Re: [PATCH v2 1/2] vfio/mdev: add version attribute for mdev device

From: Erik Skultety
Date: Tue May 14 2019 - 06:58:59 EST


On Tue, May 14, 2019 at 11:51:35AM +0200, Cornelia Huck wrote:
> On Tue, 14 May 2019 03:47:36 -0400
> Yan Zhao <yan.y.zhao@xxxxxxxxx> wrote:
>
> > On Tue, May 14, 2019 at 03:43:44PM +0800, Erik Skultety wrote:
> > > On Tue, May 14, 2019 at 03:32:19AM -0400, Yan Zhao wrote:
> > > > On Tue, May 14, 2019 at 03:20:40PM +0800, Erik Skultety wrote:
>
> > > > > That said, from libvirt POV as a consumer, I'd expect there to be truly only 2
> > > > > errors (I believe Alex has mentioned something similar in one of his responses
> > > > > in one of the threads):
> > > > > a) read error indicating that an mdev type doesn't support migration
> > > > > - I assume if one type doesn't support migration, none of the other
> > > > > types exposed on the parent device do, is that a fair assumption?
>
> Probably; but there might be cases where the migratability depends not
> on the device type, but how the partitioning has been done... or is
> that too contrived?

No, you have a point - once again I let my thoughts be carried away by the idea
of heterogeneous setups, which is a discussion for another time anyway, I was
just thinking out loud.

>
> > > > > b) write error indicating that the mdev types are incompatible for
> > > > > migration
> > > > >
> > > > > Regards,
> > > > > Erik
> > > > Thanks for this explanation.
> > > > so, can we arrive at below agreements?
> > > >
> > > > 1. "not to define the specific errno returned for a specific situation,
> > > > let the vendor driver decide, userspace simply needs to know that an errno on
> > > > read indicates the device does not support migration version comparison and
> > > > that an errno on write indicates the devices are incompatible or the target
> > > > doesn't support migration versions. "
> > > > 2. vendor driver should log detailed error reasons in kernel log.
> > >
> > > That would be my take on this, yes, but I open to hear any other suggestions and
> > > ideas I couldn't think of as well.
>
> So, read to find out whether migration is supported at all, write to
> find out whether it is supported for that concrete pairing is
> reasonable for libvirt?

Yes, more specifically, in the prepare phase of migration, we'd retrieve the
string (potentially reporting an error like: "Failed to query migration
support: <errno translation>"), put the string into the migration cookie and
do the check with write on destination. The only thing is that if the error is
on the destination, the error message in kernel log lives only on the
destination, which doesn't help libvirt users, so it would require setting up
remote logging, but for layered products, this is not a problem since those
already utilize central logging nodes.

Then there are the libvirt-specific bits out of scope of this discussion,
whether we should only assume identical mdev type pairs, or whether we should
employ best effort approach and iterate over all the available types exposed by
the vendor and check whether any of the types would support this migration
(back to your note Connie, partitioning would come into the picture here).


>
> > >
> > > Erik
> > got it. thanks a lot!
> >
> > hi Cornelia and Dave,
> > do you also agree on:
> > 1. "not to define the specific errno returned for a specific situation,
> > let the vendor driver decide, userspace simply needs to know that an errno on
> > read indicates the device does not support migration version comparison and
> > that an errno on write indicates the devices are incompatible or the target
> > doesn't support migration versions. "
> > 2. vendor driver should log detailed error reasons in kernel log.
>
> Two questions:
> - How reasonable is it to refer to the system log in order to find out
> what exactly went wrong?
> - If detailed error reporting is basically done to the syslog, do
> different error codes still provide useful information? Or should the
> vendor driver decide what it wants to do?

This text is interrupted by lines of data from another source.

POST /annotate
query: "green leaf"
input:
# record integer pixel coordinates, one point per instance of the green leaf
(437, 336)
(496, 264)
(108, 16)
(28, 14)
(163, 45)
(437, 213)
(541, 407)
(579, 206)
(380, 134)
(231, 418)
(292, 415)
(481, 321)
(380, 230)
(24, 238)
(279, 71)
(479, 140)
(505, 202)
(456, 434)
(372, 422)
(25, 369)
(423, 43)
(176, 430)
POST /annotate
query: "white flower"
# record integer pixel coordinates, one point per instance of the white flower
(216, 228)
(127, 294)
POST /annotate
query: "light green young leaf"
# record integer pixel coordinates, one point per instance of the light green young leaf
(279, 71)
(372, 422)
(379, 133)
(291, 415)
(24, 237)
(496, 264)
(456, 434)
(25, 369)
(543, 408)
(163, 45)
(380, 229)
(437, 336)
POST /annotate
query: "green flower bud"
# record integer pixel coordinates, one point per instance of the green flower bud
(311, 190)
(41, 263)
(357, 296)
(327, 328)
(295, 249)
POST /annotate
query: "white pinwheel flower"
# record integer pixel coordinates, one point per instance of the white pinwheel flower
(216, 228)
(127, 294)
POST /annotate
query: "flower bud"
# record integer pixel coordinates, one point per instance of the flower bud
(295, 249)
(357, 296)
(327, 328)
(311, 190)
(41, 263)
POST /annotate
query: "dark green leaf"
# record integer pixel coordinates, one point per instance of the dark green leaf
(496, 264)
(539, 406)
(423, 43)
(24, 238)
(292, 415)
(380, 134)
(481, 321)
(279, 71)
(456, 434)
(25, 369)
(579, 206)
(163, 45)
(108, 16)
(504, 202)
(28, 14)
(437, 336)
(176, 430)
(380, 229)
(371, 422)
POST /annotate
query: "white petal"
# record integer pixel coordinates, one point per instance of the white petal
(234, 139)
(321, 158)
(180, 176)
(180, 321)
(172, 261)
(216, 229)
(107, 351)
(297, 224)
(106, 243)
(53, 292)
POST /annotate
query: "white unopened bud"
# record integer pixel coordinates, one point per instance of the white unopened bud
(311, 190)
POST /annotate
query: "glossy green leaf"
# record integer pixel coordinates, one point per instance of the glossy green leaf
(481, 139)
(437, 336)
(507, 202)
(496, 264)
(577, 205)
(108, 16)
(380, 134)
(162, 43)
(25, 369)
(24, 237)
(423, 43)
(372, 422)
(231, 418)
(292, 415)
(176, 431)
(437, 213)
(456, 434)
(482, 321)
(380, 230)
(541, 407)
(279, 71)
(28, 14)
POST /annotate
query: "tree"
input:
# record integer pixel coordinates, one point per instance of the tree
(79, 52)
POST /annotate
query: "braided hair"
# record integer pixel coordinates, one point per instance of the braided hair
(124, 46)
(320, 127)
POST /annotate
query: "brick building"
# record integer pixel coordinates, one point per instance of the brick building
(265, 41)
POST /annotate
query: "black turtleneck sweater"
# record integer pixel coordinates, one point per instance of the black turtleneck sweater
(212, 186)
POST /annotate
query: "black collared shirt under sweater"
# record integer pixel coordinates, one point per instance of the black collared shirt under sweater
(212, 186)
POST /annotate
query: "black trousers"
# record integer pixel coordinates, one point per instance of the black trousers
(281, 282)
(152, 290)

I'd leave anything beyond returning -1 on read/write from/to the sysfs to the
vendor driver, as user space has no control over it, even if there was a
facility to interpret different return codes for us, I'm not sure (in this
migration-related case) how much would userspace be able to recover or
fallback anyway, you either can or cannot migrate smoothely.

Regards,
Erik